Segundo o especialista, essa é uma situação muito particular e muito interessante para se aproveitar. “E uma das ideias que a gente tenta aproveitar e que já foi levada para a diretoria da Agência de Inovação Tecnológica e Social da Unifesp, por exemplo, da qual sou diretor atualmente, é que a sociedade civil, organizada, com fins lucrativos (empresas) ou sem fins lucrativos, como lideranças comunitárias, organizações de paciente, participem mais ativamente das produções científicas, especificamente das direcionadas das pesquisas aplicadas de dentro da universidade”, comenta.

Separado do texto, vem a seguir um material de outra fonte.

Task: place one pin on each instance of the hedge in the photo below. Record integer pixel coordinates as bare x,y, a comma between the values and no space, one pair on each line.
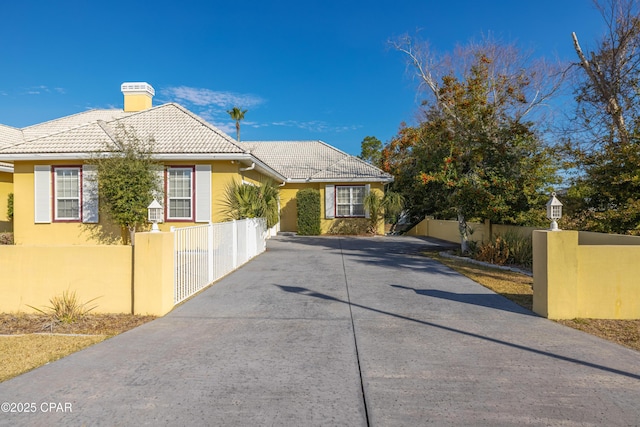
308,212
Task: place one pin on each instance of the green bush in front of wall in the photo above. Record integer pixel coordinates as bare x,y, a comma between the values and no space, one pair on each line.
308,201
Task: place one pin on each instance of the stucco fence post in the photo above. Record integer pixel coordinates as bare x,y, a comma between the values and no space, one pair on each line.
555,273
598,280
153,273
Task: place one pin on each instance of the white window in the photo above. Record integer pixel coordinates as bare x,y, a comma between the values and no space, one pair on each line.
350,201
67,200
180,193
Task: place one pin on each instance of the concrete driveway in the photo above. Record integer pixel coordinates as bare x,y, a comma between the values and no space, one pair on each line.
339,331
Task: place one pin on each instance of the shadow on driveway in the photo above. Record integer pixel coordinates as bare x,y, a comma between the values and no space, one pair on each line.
310,293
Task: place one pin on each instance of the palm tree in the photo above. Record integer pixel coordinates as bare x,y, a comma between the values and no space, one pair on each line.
237,115
252,201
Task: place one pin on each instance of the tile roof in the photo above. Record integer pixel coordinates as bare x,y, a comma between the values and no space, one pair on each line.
310,161
9,136
172,128
69,122
175,131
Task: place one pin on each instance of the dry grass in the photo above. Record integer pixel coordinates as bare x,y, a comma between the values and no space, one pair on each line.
518,288
22,353
31,340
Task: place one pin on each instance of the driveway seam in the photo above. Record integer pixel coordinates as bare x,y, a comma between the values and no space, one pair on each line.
355,338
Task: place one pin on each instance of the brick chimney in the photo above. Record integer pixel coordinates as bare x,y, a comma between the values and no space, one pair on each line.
137,96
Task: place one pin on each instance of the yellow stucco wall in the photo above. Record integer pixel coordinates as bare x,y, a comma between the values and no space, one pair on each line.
137,102
75,233
32,275
289,209
584,281
154,273
6,187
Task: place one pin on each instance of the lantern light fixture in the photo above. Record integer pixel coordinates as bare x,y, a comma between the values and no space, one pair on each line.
155,215
554,211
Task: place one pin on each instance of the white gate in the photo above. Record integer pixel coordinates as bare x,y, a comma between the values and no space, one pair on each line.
205,253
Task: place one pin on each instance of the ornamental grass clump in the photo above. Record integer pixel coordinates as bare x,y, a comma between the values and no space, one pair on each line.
66,308
510,248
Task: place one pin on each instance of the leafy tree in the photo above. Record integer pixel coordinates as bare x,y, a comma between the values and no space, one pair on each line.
237,114
377,206
476,148
127,178
605,138
370,150
252,201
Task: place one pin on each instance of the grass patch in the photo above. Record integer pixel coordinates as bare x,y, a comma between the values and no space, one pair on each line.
518,288
514,286
27,343
22,353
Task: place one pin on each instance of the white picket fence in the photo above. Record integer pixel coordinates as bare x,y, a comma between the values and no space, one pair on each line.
205,253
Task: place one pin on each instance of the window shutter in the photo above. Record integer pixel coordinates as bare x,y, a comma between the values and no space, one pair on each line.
367,190
89,194
159,194
329,201
203,193
42,193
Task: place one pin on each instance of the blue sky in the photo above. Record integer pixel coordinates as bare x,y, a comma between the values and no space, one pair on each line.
304,69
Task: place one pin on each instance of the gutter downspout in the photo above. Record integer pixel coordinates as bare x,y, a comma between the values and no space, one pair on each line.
250,168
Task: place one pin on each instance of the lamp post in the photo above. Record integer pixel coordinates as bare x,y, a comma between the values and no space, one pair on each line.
554,211
155,215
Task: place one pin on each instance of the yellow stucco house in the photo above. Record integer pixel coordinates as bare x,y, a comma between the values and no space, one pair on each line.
6,188
55,202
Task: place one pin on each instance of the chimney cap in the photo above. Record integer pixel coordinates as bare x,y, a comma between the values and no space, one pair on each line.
137,87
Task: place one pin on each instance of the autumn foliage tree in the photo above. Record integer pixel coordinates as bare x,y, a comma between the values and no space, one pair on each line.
477,152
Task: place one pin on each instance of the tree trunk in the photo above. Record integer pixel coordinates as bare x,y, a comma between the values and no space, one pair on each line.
132,234
464,234
604,90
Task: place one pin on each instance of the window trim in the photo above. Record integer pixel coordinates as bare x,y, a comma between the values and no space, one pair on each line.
167,209
54,199
351,204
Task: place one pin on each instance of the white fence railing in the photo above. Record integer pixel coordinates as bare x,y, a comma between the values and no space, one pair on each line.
205,253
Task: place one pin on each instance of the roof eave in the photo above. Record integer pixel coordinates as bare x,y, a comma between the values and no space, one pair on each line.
358,180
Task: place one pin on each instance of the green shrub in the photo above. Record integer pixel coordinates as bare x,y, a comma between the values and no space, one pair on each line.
308,201
496,252
350,226
521,248
66,308
511,248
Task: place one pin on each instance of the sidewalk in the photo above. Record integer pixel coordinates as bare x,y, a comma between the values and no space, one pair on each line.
339,331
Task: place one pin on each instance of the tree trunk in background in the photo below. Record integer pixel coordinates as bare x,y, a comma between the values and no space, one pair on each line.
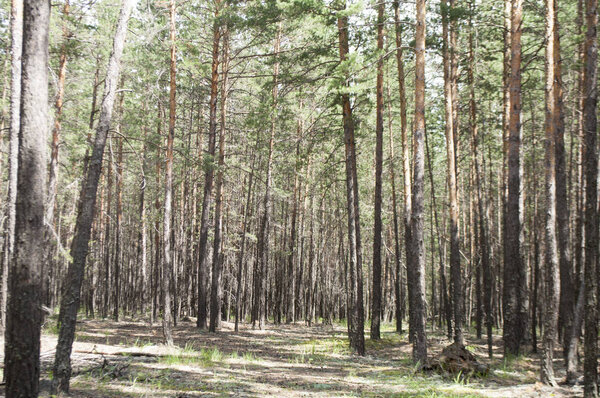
260,310
590,164
551,298
167,269
143,235
405,149
241,268
107,241
416,263
457,298
481,209
572,354
216,291
118,259
376,300
567,286
355,292
398,283
24,315
291,288
16,29
60,93
85,215
515,273
208,176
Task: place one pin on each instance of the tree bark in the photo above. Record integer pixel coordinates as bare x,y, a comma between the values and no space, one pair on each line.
260,303
590,159
167,270
25,274
515,273
355,288
457,298
376,300
416,261
552,280
79,246
16,29
405,149
208,176
216,291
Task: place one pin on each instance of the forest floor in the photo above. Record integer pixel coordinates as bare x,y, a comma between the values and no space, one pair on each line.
126,359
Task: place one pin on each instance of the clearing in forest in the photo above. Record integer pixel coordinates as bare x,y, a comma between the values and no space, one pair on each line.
126,359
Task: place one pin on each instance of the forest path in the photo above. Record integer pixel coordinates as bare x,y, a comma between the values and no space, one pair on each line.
126,359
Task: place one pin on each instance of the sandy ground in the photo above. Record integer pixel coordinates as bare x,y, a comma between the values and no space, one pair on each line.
127,359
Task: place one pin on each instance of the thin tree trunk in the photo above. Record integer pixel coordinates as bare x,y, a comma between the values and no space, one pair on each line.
16,28
24,316
571,355
208,176
515,274
167,271
376,301
406,173
417,254
216,291
457,298
241,268
355,288
590,164
260,310
118,259
79,246
552,280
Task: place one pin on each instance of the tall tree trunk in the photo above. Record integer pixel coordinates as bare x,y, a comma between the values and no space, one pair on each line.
291,288
481,210
216,291
16,46
567,286
118,259
449,75
58,104
551,298
167,262
259,309
208,175
416,263
241,267
85,216
405,149
572,354
355,288
398,282
24,316
590,164
515,274
143,235
376,301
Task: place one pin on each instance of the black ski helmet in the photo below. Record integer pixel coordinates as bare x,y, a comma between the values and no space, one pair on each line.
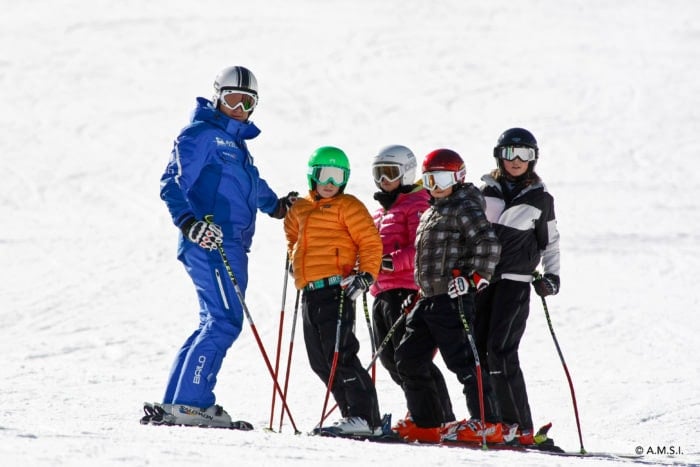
517,137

Para Schor, seria muito interessante isso, que é o que tem sido feito na Unifesp, que as empresas ou sociedade civil tivessem junto às qualificações de mestrado e doutorado.

E essa qualificação, de acordo com o oftalmologista, é o momento no qual os estudantes de mestrado e doutorado apresentam o que eles estão fazendo para ser validado para continuar a sua tese, e isso é feito aproximadamente no meio do mestrado ou doutorado, para que a tese chegue a bom termo. “Se apresentarmos projetos que são relativamente iniciais, mas já andaram um pouco, para quem tiver realmente interessado na sociedade, provavelmente teremos uma validação precoce e uma chance muito maior desses produtos irem ao mercado, quer seja com fins lucrativos ou não (inovação social)”, diz Schor, concluindo: “Essa parece ser uma tempestade perfeita, em que a gente consegue chegar nos locais que produzem tecnologia, juntando com os nossos cérebros que são avantajados, assim como em vários locais do mundo, e fazer o bem para o próximo.”